La priorité du gouvernement n’est pas de sauver des vies humaines, mais uniquement de protéger les intérêts matériels de la classe dirigeante. Il s’agit de transformer l’école en une gigantesque « garderie nationale », de façon à renvoyer les parents au travail. La bourgeoisie a besoin de relancer sa machine à profit : voilà tout. Peu lui importe que les enfants – et leurs parents – soient contaminés, au passage.

Mobilisation générale !

Face au manque de moyens pour assurer la sécurité sanitaire, le retour à l’école au mois de septembre serait l’option la plus raisonnable. Mais même alors, cela suppose une politique sérieuse de production de masques, de tests – et l’embauche massive de personnels et d’enseignants. On est bien loin des priorités du gouvernement.

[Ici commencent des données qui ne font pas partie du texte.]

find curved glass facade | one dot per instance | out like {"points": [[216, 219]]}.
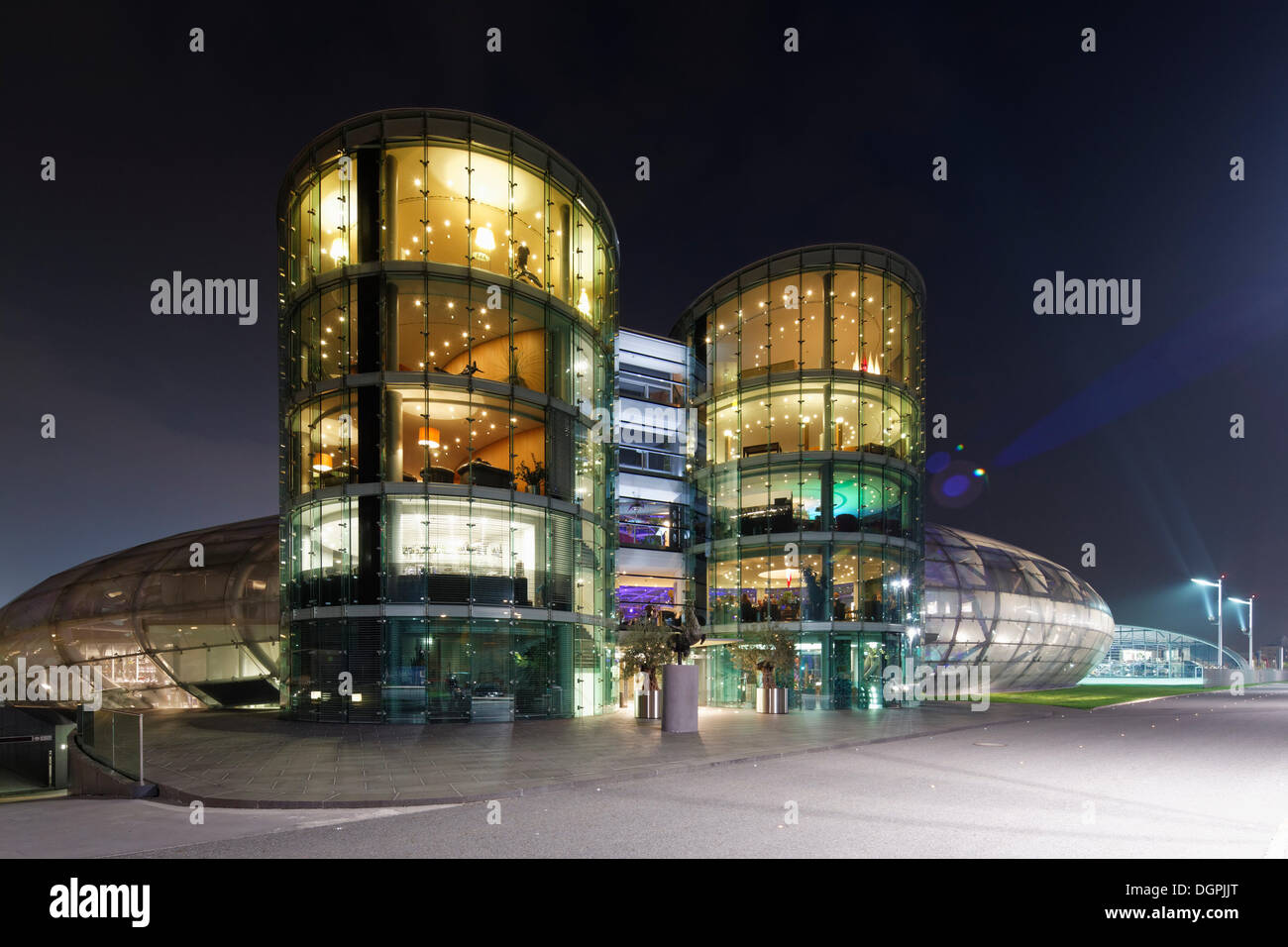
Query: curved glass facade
{"points": [[168, 626], [1031, 621], [807, 471], [449, 290], [1155, 656]]}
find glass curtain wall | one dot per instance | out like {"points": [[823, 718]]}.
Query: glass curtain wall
{"points": [[810, 468]]}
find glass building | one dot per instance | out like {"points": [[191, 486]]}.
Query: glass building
{"points": [[806, 373], [185, 621], [449, 304], [1031, 621]]}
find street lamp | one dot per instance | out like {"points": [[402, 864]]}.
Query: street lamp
{"points": [[1220, 631], [1248, 603]]}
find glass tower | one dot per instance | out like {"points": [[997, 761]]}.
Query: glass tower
{"points": [[449, 304], [807, 379]]}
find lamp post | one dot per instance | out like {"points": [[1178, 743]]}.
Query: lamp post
{"points": [[1220, 631], [1248, 603]]}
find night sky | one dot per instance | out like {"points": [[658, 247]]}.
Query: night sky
{"points": [[1106, 165]]}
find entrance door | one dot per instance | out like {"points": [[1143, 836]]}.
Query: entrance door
{"points": [[841, 667], [447, 676], [872, 659]]}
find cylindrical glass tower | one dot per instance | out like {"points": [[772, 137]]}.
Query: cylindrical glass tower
{"points": [[807, 371], [449, 303]]}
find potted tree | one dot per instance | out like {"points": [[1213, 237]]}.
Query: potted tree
{"points": [[771, 652], [645, 650]]}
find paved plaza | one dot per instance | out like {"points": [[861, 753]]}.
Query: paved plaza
{"points": [[253, 759]]}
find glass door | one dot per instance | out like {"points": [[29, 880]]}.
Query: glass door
{"points": [[841, 671], [447, 676]]}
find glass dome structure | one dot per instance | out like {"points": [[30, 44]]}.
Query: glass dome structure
{"points": [[180, 622], [1031, 621]]}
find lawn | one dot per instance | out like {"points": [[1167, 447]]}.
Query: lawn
{"points": [[1095, 694]]}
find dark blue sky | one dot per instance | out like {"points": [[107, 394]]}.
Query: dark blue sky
{"points": [[1113, 163]]}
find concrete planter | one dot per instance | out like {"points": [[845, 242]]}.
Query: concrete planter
{"points": [[681, 701], [771, 699]]}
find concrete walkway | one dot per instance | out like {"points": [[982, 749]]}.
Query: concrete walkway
{"points": [[254, 759]]}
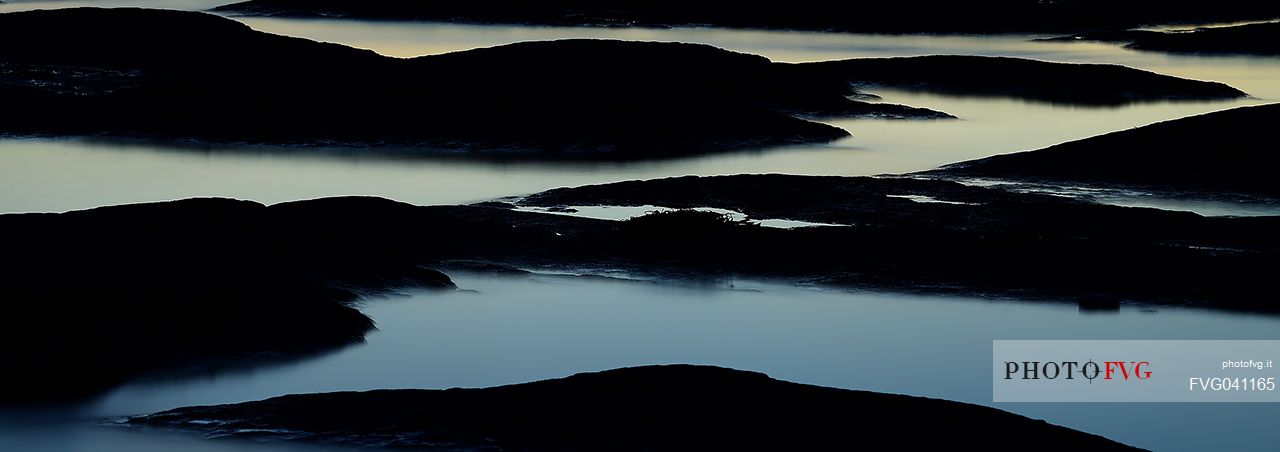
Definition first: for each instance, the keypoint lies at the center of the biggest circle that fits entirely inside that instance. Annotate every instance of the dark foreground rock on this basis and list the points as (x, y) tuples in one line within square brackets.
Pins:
[(1015, 77), (97, 297), (1256, 39), (675, 407), (94, 298), (193, 76), (904, 17), (1217, 154)]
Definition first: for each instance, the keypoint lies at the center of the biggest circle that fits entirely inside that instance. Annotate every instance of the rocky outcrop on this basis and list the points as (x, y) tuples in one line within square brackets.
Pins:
[(1215, 154), (1023, 78), (1255, 39), (913, 17), (673, 407), (181, 76)]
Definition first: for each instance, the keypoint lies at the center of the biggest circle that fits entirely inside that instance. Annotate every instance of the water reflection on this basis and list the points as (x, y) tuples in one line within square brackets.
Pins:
[(519, 329), (65, 174)]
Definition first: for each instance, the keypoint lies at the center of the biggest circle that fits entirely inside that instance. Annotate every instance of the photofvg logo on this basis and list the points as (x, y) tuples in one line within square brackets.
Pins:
[(1088, 370), (1134, 370)]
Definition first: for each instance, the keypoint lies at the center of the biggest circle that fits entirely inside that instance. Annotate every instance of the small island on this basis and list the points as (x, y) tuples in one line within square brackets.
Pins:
[(1253, 39), (195, 77), (202, 284), (908, 17), (1220, 154), (671, 407)]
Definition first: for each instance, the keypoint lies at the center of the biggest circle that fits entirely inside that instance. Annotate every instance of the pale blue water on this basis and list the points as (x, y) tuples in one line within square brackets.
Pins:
[(515, 330), (502, 330)]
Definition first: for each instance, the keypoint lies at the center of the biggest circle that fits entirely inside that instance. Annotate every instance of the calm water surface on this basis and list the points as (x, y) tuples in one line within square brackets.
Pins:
[(510, 330), (504, 330)]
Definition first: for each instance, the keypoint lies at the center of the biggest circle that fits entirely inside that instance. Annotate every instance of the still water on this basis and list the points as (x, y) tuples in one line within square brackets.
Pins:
[(517, 329), (499, 330)]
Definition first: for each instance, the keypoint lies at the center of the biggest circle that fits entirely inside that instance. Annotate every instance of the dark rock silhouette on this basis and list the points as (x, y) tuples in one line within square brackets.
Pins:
[(672, 407), (1255, 39), (178, 76), (1015, 77), (1215, 154), (97, 297), (193, 76), (912, 17), (103, 296)]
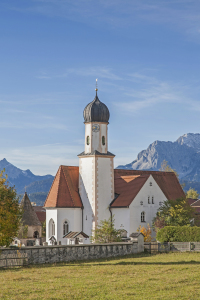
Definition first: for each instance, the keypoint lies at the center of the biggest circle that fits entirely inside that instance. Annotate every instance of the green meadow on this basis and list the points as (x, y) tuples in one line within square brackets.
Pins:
[(161, 276)]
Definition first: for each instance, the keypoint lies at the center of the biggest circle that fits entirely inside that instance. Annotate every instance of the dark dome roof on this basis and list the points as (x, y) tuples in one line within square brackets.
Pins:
[(96, 111)]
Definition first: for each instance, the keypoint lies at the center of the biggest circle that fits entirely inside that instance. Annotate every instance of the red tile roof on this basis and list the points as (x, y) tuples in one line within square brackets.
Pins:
[(196, 203), (41, 216), (127, 189), (191, 201), (64, 189), (167, 181)]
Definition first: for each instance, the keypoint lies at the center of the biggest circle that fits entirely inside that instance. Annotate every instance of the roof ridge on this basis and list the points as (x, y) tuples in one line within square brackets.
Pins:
[(68, 185)]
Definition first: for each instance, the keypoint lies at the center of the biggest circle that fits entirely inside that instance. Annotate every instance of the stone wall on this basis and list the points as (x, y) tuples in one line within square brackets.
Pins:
[(172, 246), (54, 254)]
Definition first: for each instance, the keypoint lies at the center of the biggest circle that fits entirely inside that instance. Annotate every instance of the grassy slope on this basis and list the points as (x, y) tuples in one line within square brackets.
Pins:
[(161, 276)]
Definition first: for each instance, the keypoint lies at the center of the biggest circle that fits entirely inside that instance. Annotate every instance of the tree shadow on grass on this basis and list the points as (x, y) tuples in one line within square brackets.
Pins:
[(110, 261)]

Les syndicats de l’Education nationale ne peuvent se contenter d’exiger des « garanties » qui, de toute évidence, ne seront pas réunies le 11 mai. En conséquence, ils doivent préparer la grève des personnels. Celle-ci doit avoir pour complément un boycott de la reprise des cours par les familles et les élèves. Les fédérations de parents d’élèves doivent se mobiliser dans ce sens. Et cette action doit s’inscrire dans une mobilisation interprofessionnelle, sur la base d’un programme offensif.